In the last few years, there has been a global phenomenon of increasing autism prevalence. It is not clear what is changing in the developing brains to make autism more common. Early diagnosis contributes to improving the cognitive skills of the ASD population. Thus, there has been tremendous efforts to generate biomarkers that allow for a quick and accurate diagnosis. Some of these efforts involves deep learning algorithms trained to detect particularities at the level of behavior e.g. eye movements & facial gestures, brain imaging & circuits, as well as genetic profiles. Other strategies involve novel gene therapies like gene replacement, editing, and antisense sense oligonucleotide strategies.
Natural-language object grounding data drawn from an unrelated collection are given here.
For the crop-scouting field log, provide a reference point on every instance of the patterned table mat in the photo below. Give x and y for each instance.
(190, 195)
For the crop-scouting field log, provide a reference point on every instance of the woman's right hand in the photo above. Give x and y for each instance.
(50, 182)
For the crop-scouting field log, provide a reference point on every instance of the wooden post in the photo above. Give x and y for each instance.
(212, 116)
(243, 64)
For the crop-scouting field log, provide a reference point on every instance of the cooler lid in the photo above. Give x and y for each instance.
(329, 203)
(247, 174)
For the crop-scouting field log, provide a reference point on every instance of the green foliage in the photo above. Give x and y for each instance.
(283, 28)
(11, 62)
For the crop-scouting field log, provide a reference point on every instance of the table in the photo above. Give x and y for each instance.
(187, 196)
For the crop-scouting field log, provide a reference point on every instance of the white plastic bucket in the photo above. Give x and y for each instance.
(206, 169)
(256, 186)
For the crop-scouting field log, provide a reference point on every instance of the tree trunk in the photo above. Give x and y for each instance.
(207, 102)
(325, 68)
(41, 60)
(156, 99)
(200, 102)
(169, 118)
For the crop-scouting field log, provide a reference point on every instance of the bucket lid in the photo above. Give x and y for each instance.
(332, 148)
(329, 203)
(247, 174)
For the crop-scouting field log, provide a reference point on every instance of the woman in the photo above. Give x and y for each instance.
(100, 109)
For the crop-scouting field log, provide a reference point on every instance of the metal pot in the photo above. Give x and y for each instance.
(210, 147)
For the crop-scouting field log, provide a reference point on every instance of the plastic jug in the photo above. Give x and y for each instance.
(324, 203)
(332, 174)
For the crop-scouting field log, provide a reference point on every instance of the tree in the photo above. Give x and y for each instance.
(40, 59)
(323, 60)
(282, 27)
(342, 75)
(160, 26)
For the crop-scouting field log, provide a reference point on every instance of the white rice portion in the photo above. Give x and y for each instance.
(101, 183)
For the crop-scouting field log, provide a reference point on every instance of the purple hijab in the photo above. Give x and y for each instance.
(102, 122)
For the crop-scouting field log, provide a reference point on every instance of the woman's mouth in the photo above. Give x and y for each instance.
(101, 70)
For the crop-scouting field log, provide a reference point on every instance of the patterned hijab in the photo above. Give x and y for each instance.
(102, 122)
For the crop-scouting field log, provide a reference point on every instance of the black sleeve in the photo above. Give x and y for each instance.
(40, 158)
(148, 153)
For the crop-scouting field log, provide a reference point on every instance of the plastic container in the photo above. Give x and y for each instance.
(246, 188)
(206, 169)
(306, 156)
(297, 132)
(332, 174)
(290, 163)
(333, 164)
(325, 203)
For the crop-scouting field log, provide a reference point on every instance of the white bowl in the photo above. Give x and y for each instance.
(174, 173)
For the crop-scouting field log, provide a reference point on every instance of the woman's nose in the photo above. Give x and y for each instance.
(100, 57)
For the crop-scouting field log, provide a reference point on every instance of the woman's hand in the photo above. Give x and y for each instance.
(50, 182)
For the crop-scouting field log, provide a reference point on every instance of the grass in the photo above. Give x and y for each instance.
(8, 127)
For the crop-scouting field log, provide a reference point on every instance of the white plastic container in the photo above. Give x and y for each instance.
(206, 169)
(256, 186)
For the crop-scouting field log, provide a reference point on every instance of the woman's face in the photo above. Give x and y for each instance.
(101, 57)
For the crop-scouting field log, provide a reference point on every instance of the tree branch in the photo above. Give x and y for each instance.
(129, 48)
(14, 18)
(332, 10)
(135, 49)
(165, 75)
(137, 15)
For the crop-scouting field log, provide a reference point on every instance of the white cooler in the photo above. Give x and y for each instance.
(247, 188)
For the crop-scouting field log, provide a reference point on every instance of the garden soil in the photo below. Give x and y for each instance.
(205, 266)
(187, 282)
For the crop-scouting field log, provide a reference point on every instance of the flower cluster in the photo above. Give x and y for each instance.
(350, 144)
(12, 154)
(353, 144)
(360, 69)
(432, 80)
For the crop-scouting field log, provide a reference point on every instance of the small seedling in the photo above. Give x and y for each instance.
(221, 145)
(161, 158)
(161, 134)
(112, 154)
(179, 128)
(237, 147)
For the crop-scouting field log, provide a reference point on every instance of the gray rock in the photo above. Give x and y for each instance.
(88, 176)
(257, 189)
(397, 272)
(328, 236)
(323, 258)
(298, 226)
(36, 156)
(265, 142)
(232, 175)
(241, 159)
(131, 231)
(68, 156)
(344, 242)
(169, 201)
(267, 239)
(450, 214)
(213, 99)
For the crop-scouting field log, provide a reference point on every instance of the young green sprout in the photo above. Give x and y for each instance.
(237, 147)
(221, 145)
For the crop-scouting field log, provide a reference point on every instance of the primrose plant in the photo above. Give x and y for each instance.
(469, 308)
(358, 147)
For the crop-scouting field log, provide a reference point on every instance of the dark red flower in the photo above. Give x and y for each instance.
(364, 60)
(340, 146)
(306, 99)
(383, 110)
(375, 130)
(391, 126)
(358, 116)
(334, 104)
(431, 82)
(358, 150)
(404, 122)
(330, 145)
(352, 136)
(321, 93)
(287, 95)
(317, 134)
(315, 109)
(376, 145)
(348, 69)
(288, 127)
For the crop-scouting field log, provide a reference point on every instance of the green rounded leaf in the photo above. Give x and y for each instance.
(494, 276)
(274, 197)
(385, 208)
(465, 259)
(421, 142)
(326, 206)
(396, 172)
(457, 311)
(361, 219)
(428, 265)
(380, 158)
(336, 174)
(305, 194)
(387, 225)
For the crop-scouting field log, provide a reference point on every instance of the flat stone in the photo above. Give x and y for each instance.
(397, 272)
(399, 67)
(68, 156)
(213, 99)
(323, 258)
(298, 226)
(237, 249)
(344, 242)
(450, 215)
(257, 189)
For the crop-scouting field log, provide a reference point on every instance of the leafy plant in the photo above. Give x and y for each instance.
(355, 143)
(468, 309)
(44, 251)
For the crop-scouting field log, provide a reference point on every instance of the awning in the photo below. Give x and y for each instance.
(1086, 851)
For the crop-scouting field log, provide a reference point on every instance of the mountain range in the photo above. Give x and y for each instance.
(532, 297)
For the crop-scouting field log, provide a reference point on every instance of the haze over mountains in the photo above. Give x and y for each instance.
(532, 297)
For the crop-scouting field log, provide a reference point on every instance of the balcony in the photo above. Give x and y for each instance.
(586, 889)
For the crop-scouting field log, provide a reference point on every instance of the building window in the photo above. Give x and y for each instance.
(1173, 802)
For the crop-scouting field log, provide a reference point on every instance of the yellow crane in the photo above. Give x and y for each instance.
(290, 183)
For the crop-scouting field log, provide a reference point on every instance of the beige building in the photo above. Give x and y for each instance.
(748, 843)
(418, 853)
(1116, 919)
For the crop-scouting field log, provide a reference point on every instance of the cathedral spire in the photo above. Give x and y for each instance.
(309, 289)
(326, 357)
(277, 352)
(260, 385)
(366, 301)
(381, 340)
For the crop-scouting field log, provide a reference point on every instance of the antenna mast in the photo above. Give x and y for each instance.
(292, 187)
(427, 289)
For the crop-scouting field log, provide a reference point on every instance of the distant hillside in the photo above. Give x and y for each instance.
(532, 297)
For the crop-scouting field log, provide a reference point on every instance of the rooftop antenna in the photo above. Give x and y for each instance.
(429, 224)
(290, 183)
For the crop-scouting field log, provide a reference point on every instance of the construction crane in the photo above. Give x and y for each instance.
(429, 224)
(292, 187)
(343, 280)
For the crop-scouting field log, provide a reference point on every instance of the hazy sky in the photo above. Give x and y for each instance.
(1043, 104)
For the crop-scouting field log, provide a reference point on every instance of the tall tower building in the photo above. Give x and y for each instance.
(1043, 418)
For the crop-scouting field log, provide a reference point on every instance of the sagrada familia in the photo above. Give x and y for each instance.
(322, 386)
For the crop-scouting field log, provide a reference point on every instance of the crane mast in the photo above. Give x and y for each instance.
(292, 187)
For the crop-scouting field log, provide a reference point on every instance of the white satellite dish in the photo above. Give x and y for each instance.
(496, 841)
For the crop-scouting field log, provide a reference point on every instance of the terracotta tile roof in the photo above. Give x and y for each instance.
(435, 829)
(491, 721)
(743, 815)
Early diagnosis in combination with cognitive and behavioral therapies are fundamental for improving the cognitive skills and life quality of the ASD population. More work needs to be done in order to guarantee access to early diagnosis regardless of race, gender or social status. It turns out to be fundamental to reflect about how the ASD population perceive the world, what their needs are and how we can adapt our environment and social construction for them.
*Copy number variation (CNV) is a phenomenon in which sections of the genome are repeated and the number of repeats in the genome varies between individuals.
1) Willsey H.R. et.al (2022), Genomics convergent neuroscience and progress in understanding autism spectrum disorder, Nature Reviews Neuroscience, 323-341.
2) Autism by the numbers (2021), Spectrum’s Guide to Prevalence Estimates, Spectrum, Simons Foundation.
4) Embracing Autism, A little help for Our Friends Podcast
6) Corthals, et. al., (2017) Neuroligins Nlg2 and Nlg4 affect social behavior in Drosophila Melanogaster, Frontiers in Psychiatry, 1-13.